The Mahler Chamber Orchestra have more recently partnered Leif Ove Andsnes in a very fine cycle of the Beethoven piano concertos for Sony. Disc four brings this orchestra in recordings of the third and second Beethoven piano concertos made in the Teatro Comunale, Ferrara, Italy in 2004 and 2000 respectively. 

Abbado and the Mahler Chamber Orchestra bring great character to the orchestral opening of Beethoven’s Piano Concerto No.3 in C minor, Op.37. The way he shapes the phrases, drawing some lovely playing from the orchestra. When Argerich enters she brings a tremendous strength, soon countered by a poetic stance. She brings her usual exceptional technique in moments of fine display with great panache and a formidable momentum particularly in the cadenza.  The largo is beautifully judged, a leisurely pace allowing the music to unfold with fine poetry and great restraint. The rondo allegro brings a beautifully light touch with incredible fluency and lovely orchestral shaping of phrases.  

The applause at the end of this excellent live recording is kept.

With Beethoven’s Piano Concerto No.2 in B flat major, Op.19 the Mahler Chamber Orchestra brings a touch of the period orchestra feel, a lightness, transparency and clarity, with the woodwind showing through clearly. Argerich brings a terrific forward momentum with a fine delicacy of touch. There is fine interplay between soloist and orchestra before a superb cadenza. The adagio is beautifully drawn with so many fine moments, such sensitive orchestral accompaniment before a rollicking rondo molto allegro with Argerich providing some terrific momentum with fine rhythmic bounce and tremendous fluency.

Again the applause at the end of the concerto is kept in; another excellent live recording. This is Beethoven to stand with the best.

Finally we come to the fifth and final disc of this set that includes the two Mozart performances issued separately by Deutsche Grammophon last year and reviewed by me in March.

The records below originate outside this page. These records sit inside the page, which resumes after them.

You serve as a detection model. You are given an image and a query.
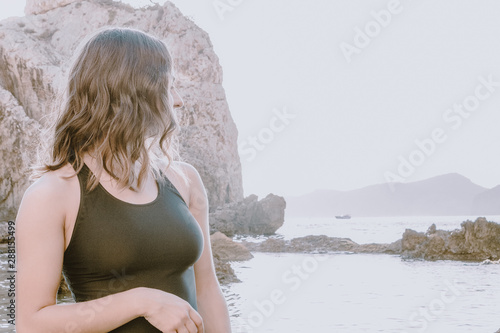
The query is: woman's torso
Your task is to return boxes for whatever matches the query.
[63,162,203,333]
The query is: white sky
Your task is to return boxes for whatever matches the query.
[0,0,500,196]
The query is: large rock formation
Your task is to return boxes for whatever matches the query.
[401,217,500,261]
[242,235,401,254]
[24,0,79,15]
[210,194,286,236]
[0,0,243,220]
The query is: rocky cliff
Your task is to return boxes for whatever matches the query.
[0,0,243,220]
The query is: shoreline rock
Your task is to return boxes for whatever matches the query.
[401,217,500,261]
[241,235,401,254]
[209,193,286,237]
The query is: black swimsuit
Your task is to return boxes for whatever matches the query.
[63,165,203,333]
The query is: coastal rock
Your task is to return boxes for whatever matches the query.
[210,194,286,236]
[210,231,253,261]
[213,253,241,285]
[24,0,78,15]
[402,217,500,261]
[0,222,9,244]
[0,0,243,220]
[0,87,40,220]
[242,235,401,254]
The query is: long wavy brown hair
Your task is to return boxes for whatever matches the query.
[38,28,182,190]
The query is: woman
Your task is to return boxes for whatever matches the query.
[16,28,231,333]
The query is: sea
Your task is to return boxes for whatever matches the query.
[0,216,500,333]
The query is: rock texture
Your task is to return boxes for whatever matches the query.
[0,0,243,220]
[24,0,79,15]
[0,87,40,220]
[401,217,500,261]
[210,194,286,236]
[242,235,401,254]
[210,231,253,261]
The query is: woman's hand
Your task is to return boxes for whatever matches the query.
[139,288,204,333]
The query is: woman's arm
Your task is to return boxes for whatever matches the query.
[184,165,231,333]
[16,173,203,333]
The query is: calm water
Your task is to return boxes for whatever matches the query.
[0,216,500,333]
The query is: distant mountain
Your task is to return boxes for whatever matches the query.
[286,173,500,217]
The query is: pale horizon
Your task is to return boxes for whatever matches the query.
[0,0,500,198]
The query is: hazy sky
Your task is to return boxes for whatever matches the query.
[1,0,500,196]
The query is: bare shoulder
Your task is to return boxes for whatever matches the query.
[18,165,79,224]
[25,164,78,198]
[165,161,207,207]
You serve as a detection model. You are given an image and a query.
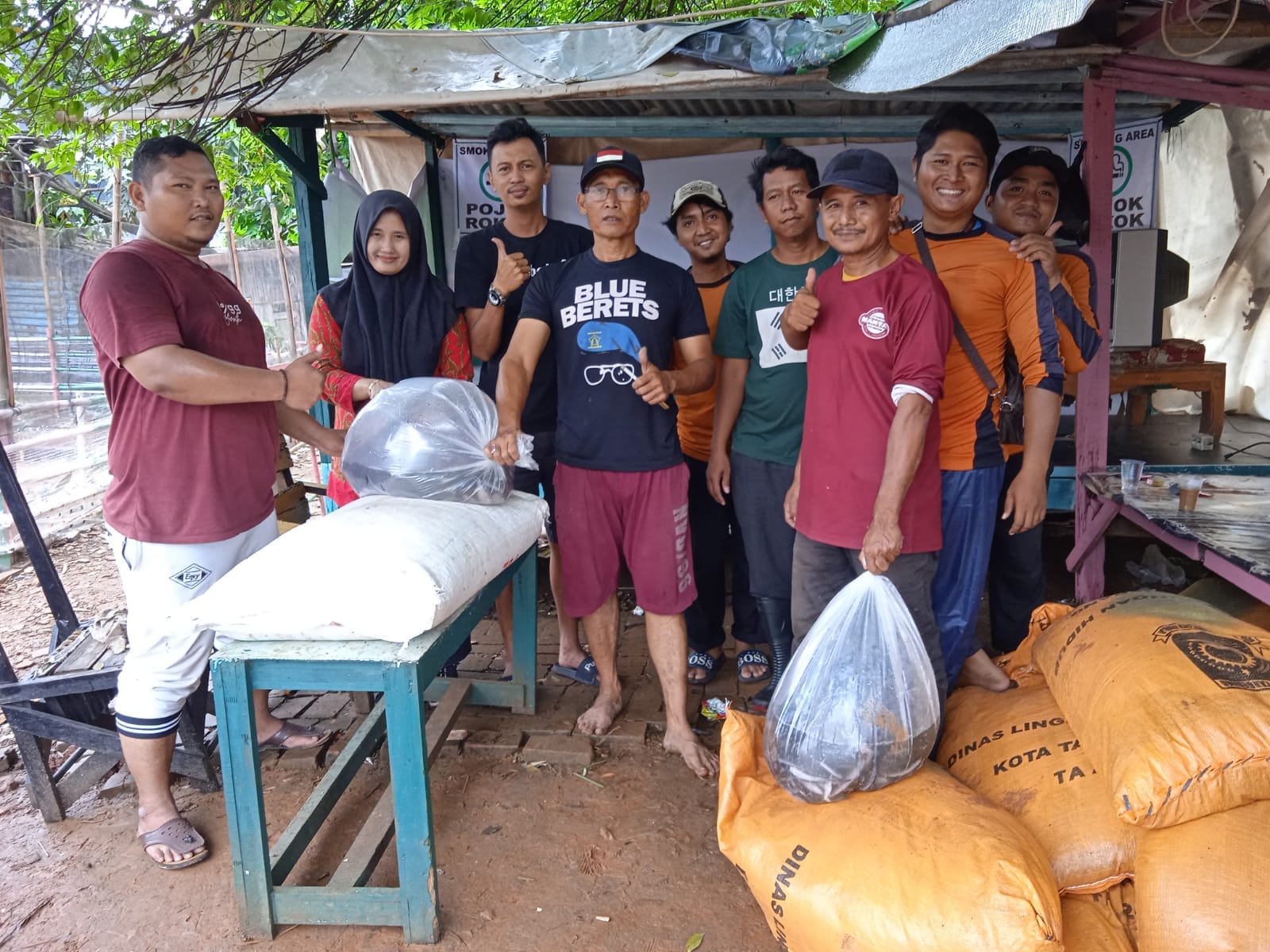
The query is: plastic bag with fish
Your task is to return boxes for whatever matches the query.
[764,573,940,804]
[341,377,538,505]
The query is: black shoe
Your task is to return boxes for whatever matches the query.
[749,597,794,713]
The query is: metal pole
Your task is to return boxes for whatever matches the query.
[269,202,300,359]
[1076,78,1115,601]
[30,178,60,398]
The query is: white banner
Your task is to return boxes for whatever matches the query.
[1068,119,1160,231]
[455,138,504,236]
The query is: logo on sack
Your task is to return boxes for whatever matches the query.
[170,562,212,589]
[860,307,891,340]
[1152,622,1270,690]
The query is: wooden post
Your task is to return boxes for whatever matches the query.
[30,173,60,400]
[225,218,243,290]
[1076,76,1115,601]
[269,202,300,359]
[287,121,330,317]
[110,127,123,248]
[0,243,17,406]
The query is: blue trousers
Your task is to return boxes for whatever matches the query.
[931,465,1006,690]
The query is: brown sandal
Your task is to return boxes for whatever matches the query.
[137,816,211,869]
[256,721,334,750]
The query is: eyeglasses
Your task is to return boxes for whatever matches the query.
[582,186,640,203]
[582,363,639,387]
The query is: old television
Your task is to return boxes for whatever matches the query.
[1111,228,1190,347]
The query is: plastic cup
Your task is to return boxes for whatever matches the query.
[1120,459,1147,493]
[1177,476,1204,512]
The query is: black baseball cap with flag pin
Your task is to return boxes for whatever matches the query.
[582,146,644,192]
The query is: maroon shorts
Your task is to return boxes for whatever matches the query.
[555,463,697,618]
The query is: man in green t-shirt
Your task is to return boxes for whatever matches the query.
[706,146,838,711]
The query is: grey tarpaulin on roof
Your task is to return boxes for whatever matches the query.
[829,0,1094,93]
[675,14,880,76]
[487,23,732,83]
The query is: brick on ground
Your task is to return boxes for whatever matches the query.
[464,730,523,763]
[521,734,595,766]
[305,690,352,721]
[269,694,318,721]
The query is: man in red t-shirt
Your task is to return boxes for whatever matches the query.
[781,148,952,697]
[80,136,343,869]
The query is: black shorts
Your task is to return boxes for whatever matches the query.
[512,430,559,542]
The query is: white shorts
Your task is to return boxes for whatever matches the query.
[106,512,278,740]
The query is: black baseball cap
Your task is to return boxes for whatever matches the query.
[806,148,899,198]
[582,146,644,189]
[988,146,1067,195]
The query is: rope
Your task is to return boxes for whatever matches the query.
[1160,0,1241,60]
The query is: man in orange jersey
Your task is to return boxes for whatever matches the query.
[893,104,1063,690]
[665,180,770,684]
[987,146,1103,651]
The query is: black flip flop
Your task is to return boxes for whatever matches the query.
[551,655,599,688]
[688,651,722,687]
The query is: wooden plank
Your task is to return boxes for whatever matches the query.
[329,681,471,889]
[269,701,385,886]
[273,886,402,944]
[325,783,395,893]
[212,658,275,939]
[57,750,123,808]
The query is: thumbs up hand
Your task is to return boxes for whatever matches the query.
[491,237,532,297]
[1010,221,1063,290]
[631,347,675,410]
[781,268,821,334]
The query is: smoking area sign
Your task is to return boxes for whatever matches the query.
[455,138,504,235]
[1068,119,1160,231]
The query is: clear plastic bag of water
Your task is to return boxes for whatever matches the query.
[764,573,940,804]
[341,377,538,505]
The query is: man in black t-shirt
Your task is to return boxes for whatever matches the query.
[489,148,719,777]
[455,118,598,684]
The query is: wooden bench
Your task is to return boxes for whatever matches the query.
[212,544,537,943]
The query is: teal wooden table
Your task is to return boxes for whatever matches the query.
[212,546,537,944]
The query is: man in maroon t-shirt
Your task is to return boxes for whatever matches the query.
[781,148,952,697]
[80,136,343,869]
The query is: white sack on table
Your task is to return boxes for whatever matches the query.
[171,493,548,643]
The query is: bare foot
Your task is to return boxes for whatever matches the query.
[137,804,207,863]
[662,726,719,779]
[956,647,1012,692]
[256,715,330,750]
[578,689,622,735]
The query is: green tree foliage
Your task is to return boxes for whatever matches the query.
[0,0,897,237]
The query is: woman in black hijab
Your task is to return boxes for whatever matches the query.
[309,190,472,505]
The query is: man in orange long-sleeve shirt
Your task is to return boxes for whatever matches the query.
[893,104,1063,690]
[987,146,1103,651]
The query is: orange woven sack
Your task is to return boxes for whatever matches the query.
[1033,592,1270,827]
[1063,896,1134,952]
[1135,802,1270,952]
[997,601,1075,684]
[936,683,1134,892]
[719,712,1062,952]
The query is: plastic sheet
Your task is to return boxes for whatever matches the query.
[764,573,940,804]
[341,377,538,505]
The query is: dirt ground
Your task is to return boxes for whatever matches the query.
[0,529,776,952]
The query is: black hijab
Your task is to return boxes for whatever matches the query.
[321,189,459,383]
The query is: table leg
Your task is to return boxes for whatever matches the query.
[212,660,275,939]
[385,664,441,944]
[1199,364,1226,446]
[512,550,538,713]
[1129,387,1151,427]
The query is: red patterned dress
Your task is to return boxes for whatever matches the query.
[309,294,474,505]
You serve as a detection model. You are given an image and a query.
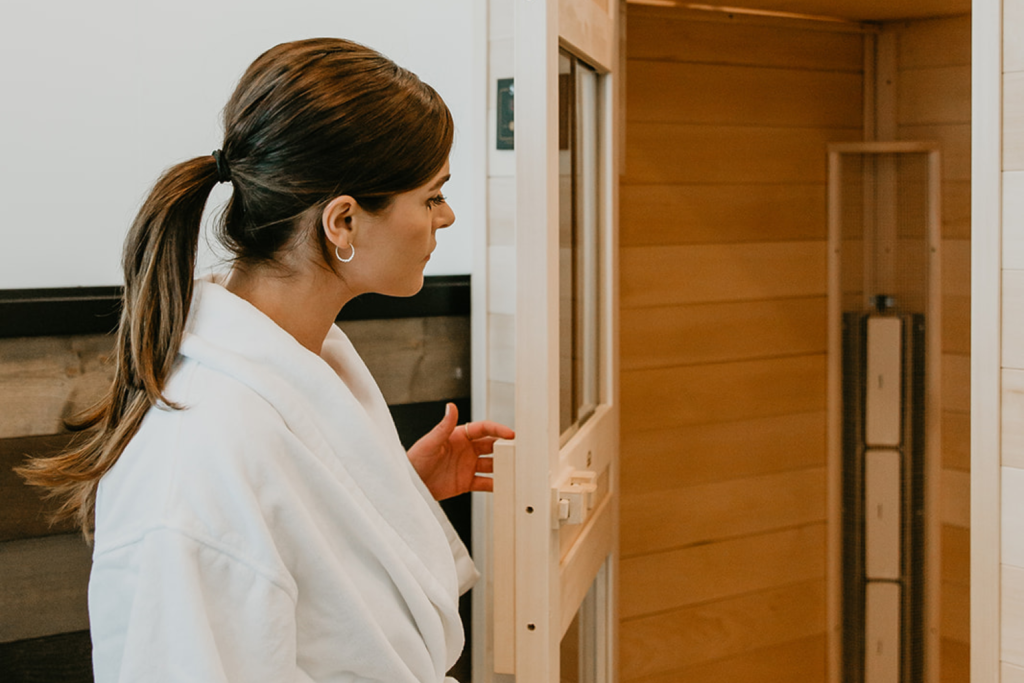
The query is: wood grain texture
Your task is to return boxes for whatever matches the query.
[623,122,863,184]
[896,65,971,126]
[939,470,971,528]
[1000,369,1024,469]
[0,434,75,540]
[621,297,826,370]
[620,523,825,618]
[939,581,971,643]
[620,581,825,681]
[939,638,970,683]
[0,631,93,683]
[620,183,825,247]
[626,59,863,128]
[626,4,864,73]
[1000,564,1024,667]
[899,123,971,182]
[1002,0,1024,72]
[0,533,92,643]
[620,241,826,309]
[942,412,971,472]
[1002,72,1024,171]
[941,524,971,587]
[622,354,825,431]
[623,635,825,683]
[620,413,825,496]
[620,468,825,557]
[0,335,114,438]
[894,14,971,70]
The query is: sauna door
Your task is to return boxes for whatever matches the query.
[494,0,620,683]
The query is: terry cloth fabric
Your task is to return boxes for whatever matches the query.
[89,281,477,683]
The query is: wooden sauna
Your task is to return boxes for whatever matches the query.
[620,0,972,683]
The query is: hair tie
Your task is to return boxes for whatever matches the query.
[213,150,231,182]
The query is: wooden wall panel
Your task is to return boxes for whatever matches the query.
[620,468,825,561]
[620,183,825,247]
[620,5,863,683]
[621,412,825,496]
[620,523,825,618]
[626,636,827,683]
[620,242,826,308]
[626,6,864,71]
[621,297,826,370]
[622,354,825,431]
[620,581,825,681]
[624,122,860,184]
[626,60,864,128]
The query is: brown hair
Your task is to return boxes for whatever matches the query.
[18,38,454,537]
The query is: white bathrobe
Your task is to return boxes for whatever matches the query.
[89,282,476,683]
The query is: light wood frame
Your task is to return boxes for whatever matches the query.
[825,141,942,683]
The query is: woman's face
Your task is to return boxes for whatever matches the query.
[342,162,455,296]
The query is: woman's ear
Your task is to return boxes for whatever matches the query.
[321,195,359,251]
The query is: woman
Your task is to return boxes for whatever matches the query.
[18,39,513,683]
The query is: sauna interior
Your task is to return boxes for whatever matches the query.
[620,0,971,683]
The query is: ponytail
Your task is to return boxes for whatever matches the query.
[16,157,218,538]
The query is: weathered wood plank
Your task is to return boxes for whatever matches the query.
[0,533,92,643]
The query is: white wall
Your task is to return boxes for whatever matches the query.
[0,0,485,289]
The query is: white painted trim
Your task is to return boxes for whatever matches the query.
[971,0,1002,683]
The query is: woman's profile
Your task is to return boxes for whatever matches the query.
[22,39,513,683]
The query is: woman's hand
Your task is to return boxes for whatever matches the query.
[409,403,515,501]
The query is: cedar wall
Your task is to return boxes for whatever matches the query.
[621,5,971,683]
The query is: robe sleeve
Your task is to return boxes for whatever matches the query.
[89,527,311,683]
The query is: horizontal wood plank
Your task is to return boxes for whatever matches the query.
[899,123,971,182]
[941,524,971,588]
[1000,369,1024,469]
[622,354,825,431]
[623,635,827,683]
[0,433,75,540]
[896,14,971,69]
[623,122,863,184]
[620,242,826,308]
[620,412,825,496]
[942,412,971,472]
[620,523,825,618]
[626,59,863,128]
[939,638,970,683]
[620,183,826,247]
[621,297,827,370]
[626,9,864,73]
[0,533,92,643]
[620,468,825,558]
[896,65,971,126]
[939,470,971,528]
[620,581,825,681]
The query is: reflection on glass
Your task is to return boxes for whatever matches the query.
[558,51,600,436]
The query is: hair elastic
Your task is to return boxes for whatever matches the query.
[334,245,355,263]
[212,150,231,182]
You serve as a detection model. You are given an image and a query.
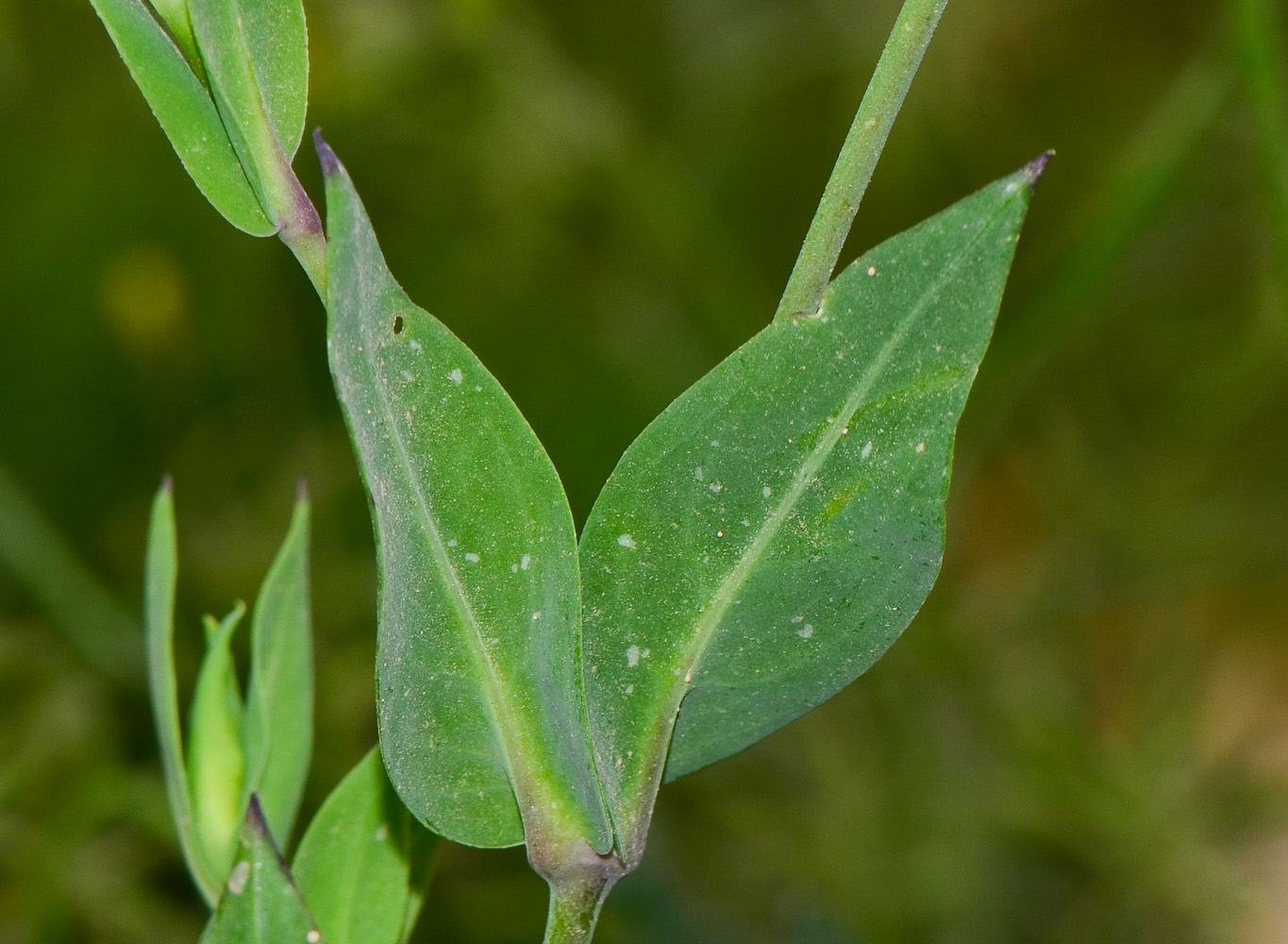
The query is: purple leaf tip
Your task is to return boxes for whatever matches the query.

Both were recorded live at the Lucerne Festival in March 2013 and poignantly represent the final opportunity to hear these two fine musicians together. There are beautifully turned phrases from Abbado’s Orchestra Mozart in Mozart’s Piano Concerto No. 25 in C major, K.503. Argerich’s touch is exquisite as is her sense of Mozartian flow. There are some lovely woodwind passages in the andante and some ravishing playing from Argerich, so beautifully controlled and phrased, with such sensitivity, creating a magical world.

Mozart’s Piano Concerto No. 20 in D minor, K.466 reveals the chamber like nature of some of this music making. As the music builds in dynamics, Argerich brings all her strength without foregoing poetry. There is a beautifully nuanced romance with Argerich providing both poetic and muscular moments, as do the Orchestra Mozart. Again there are passages of exquisite beauty with this pianist showing all of Mozart’s changeable moods. Pianist and orchestra throw themselves into the rondo with gusto providing playing full of spontaneity and life; an absolute joy.

The live Lucerne recordings are excellent.

These are memorable performances from a memorable partnership. If you haven’t already got them, snap them up.